For many years now, the dominant discourse around the future of scholarly communication has centered on two assumptions:

First, that charging people for access to scholarly products is morally unacceptable, and must be eradicated by means of a global transition to open access (OA).

Second, that this global transition from toll access to OA is inevitable (if not happening as quickly as it should be).

I’m going to push back on both of those assumptions. In the first part of this two-part essay, I’ll address the second; tomorrow, I’ll address the first, offering (in the form of a “modest manifesto”) a very different vision for the future of our global scholarly communication ecosystem.

white arrow on a black background, at the arrow's end are several small arrows pointing off in different directions

As for the global transition to OA: it seems to have stalled out. As for its ultimate inevitability: I’m not seeing any evidence for it. On the contrary, what we seem to be seeing is ongoing and robust evidence of a very different transition, which has already happened and which I suspect will remain in place for the foreseeable future: a transition from a scholarly communication ecosystem overwhelmingly dominated by toll access to a much more diverse, hybrid ecosystem in which a variety of open and toll-access models coexist quite comfortably, each model contributing to the system a different set of strengths and weaknesses, none of them perfectly equitable, each solving some problems while creating or perpetuating others.

STM’s recent report on global uptake of open access provides some compelling evidence contrary to the pervasive “inevitability” discourse. Central to that report is this chart:

Line chart showing global scholarly publishing by access top, number of publications.

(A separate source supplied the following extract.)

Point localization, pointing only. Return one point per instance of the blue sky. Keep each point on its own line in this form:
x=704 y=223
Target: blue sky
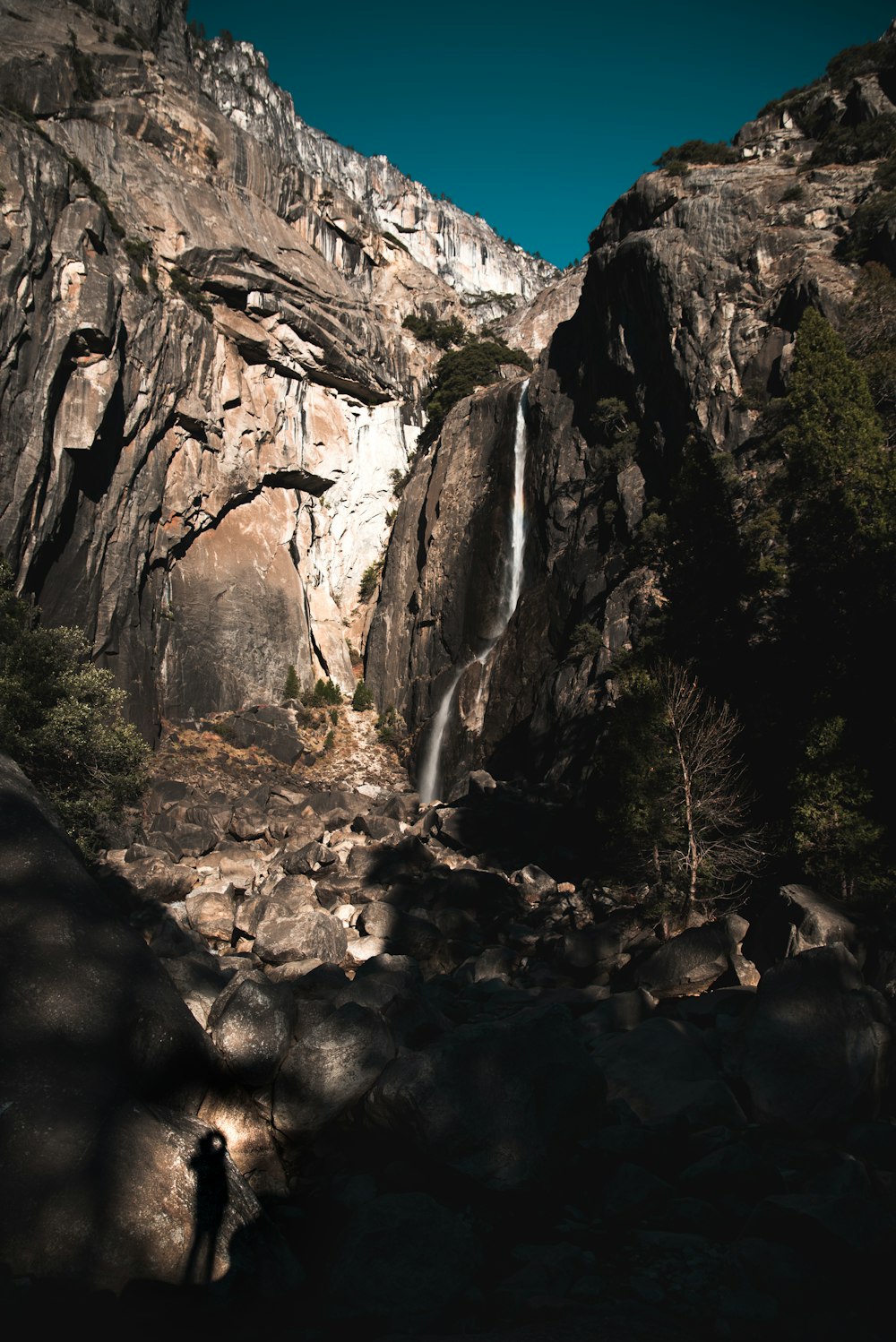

There are several interesting and revealing data points here. One is the continued rude good health of toll-access publishing, which, following a modest dip in the market share of articles, reviews, and conference papers between 2014 and 2015, has slowly grown its market share over the subsequent decade, growing much more quickly between 2023 and 2024. In 2024, two decades after the Berlin Declaration on Open Access, toll-access articles, reviews, and conference papers still represented the majority of output in these formats.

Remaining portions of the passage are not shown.